Pour Khadija Benchouikh, directrice de l’académie de l’éducation nationale du Grand Casablanca, le projet répond à un double enjeu : «la généralisation du préscolaire contribuera, à terme, à l’équité sociale. Mais permettra aussi d’atténuer les effets de la crise de l’éducation soulevée lors du discours royal du 20 août. »
A terme, le projet ambitionne de prendre en charge quelque 2.000 enfants, âgés de 3 à 6 ans, encadrés par des éducatrices justifiant d’une formation académique adaptée. «Dans le cadre de notre action d’accompagnement des enfants, nous avons souvent été confrontés au problème de l’absence d’éducatrices confirmées.

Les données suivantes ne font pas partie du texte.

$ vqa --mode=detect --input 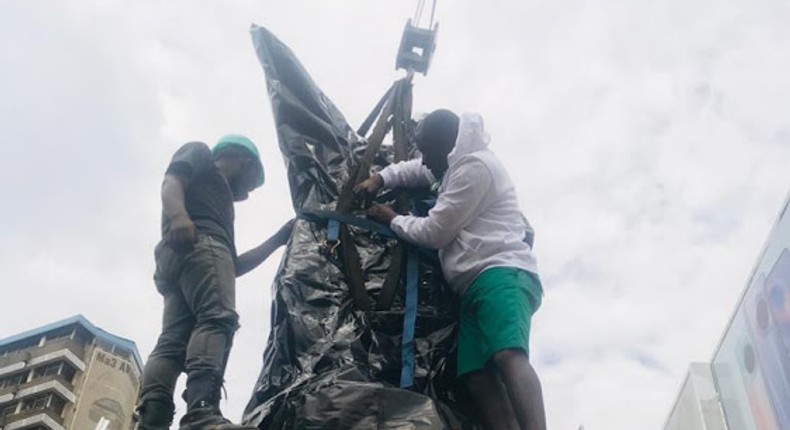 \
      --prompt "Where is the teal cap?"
[211,134,266,188]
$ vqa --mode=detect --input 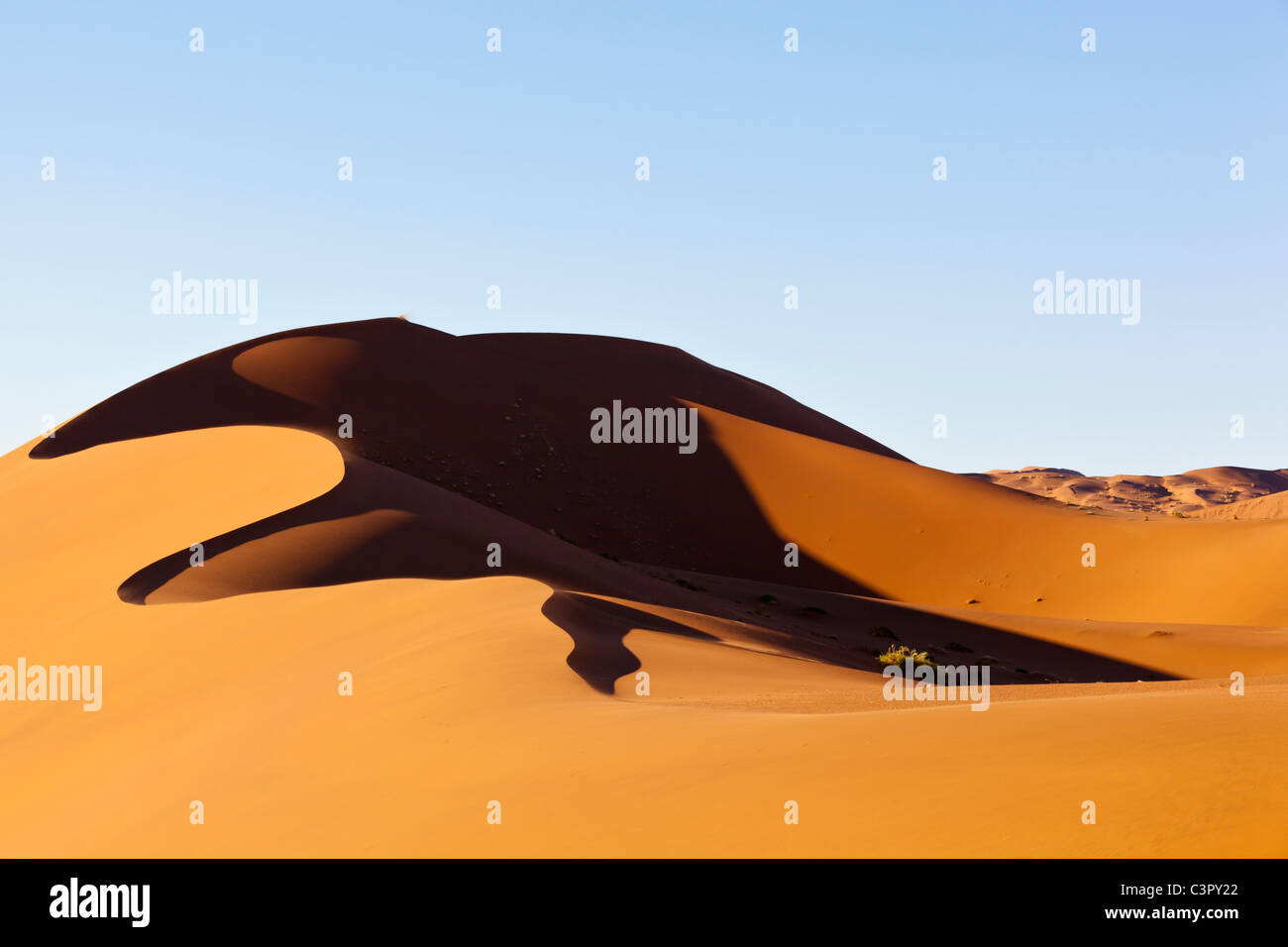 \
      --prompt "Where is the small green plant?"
[877,644,936,668]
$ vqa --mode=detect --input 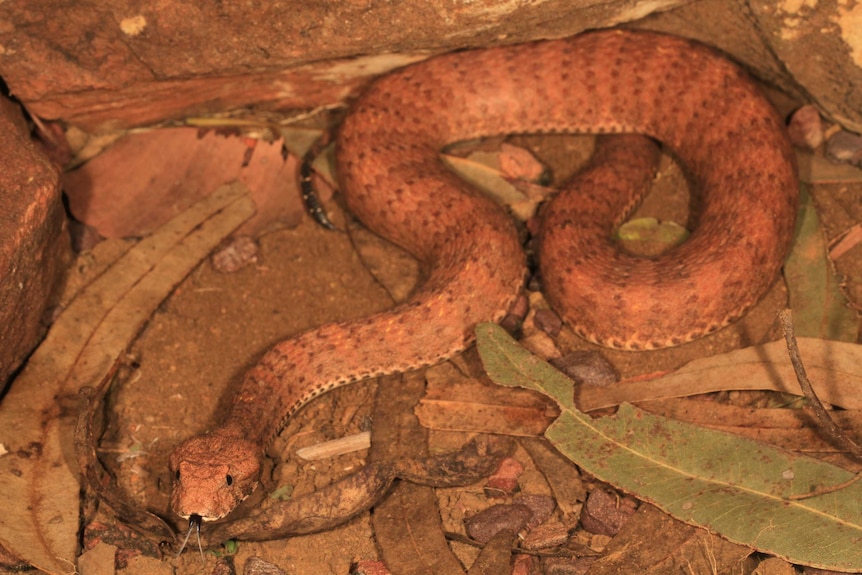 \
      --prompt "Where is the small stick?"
[778,309,862,500]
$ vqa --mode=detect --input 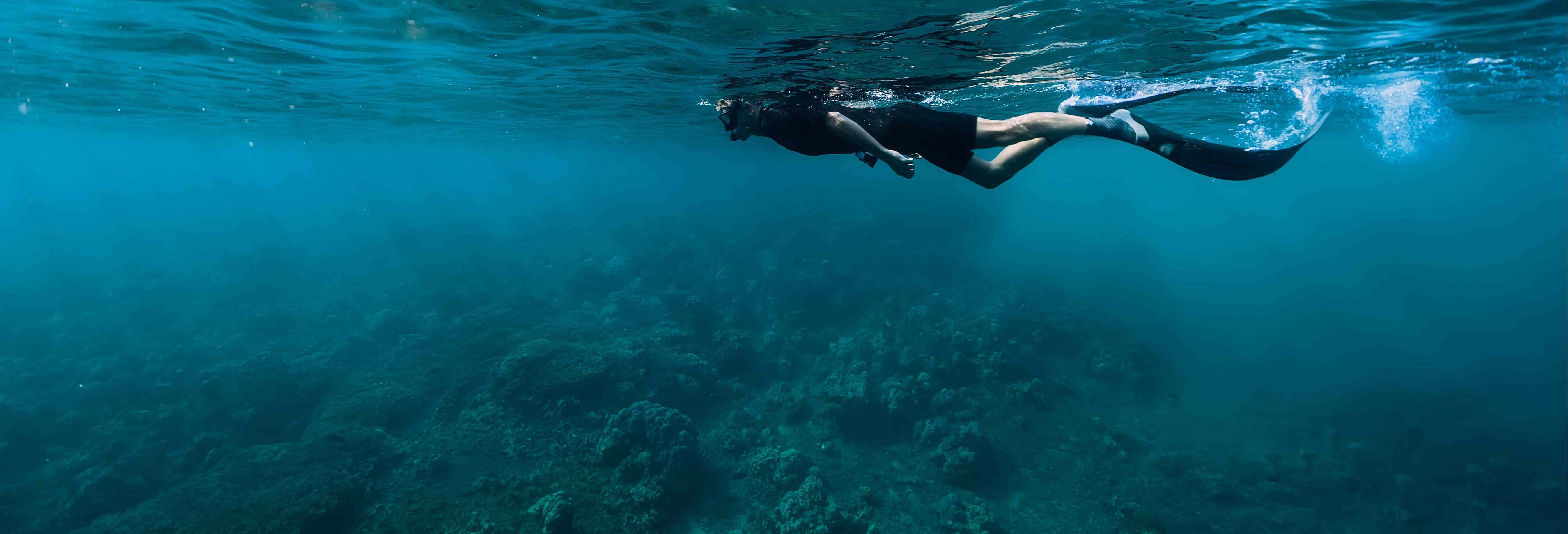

C’est pour cela que nous avons ouvert une école de formation destinée à dispenser une formation académique aux futures institutrices du préscolaire» nous explique Touria Tazi, président de la Ligue marocaine pour la protection de l’enfance.
Pour l’heure, 12 centres ont d’ores et déjà ouvert leurs portes (2 publics et 10 centres privés), bénéficiant de locaux appropriés répondant aux normes, et de personnel formé à l’éducation préscolaire. En attendant l’ouverture de 28 autres centres dans la commune de Sidi Moumen dans un horizon de 3 ans.
Il faut noter que la commune de Sidi Moumen connaît l’un des plus forts taux de croissance démographique. En effet, si le niveau a tendance à stagner dans les autres communes, celle de Sidi Moumen affiche une progression de 7,8%, et au président de la commune Ahmed Breja d’ajouter que la présence de 34 bidonvilles concentrés dans cette même commune n’arrange pas la donne.
D’où la nécessité de prendre en charge les enfants dès leur plus jeune âge. «Ce projet s’inscrit dans le cadre de la lutte contre l’exclusion en milieu urbain, et fait partie des 5 axes de l’initiative nationale pour le développement humain» nous confie Ahmed Breja.
Quoi qu’il en soit, les intervenants étaient unanimes sur l’importance du rôle joué par la société civile, et les associations de parents d’élèves pour la réussite de ce projet. Le volet sensibilisation est d’ailleurs important. Il est prévu de lancer des campagnes de formation au préscolaire au profit de quelques 2.000 parents. En outre, ils bénéficieront de dons d’équipement, de séances de sensibilisation et de projets d’établissement.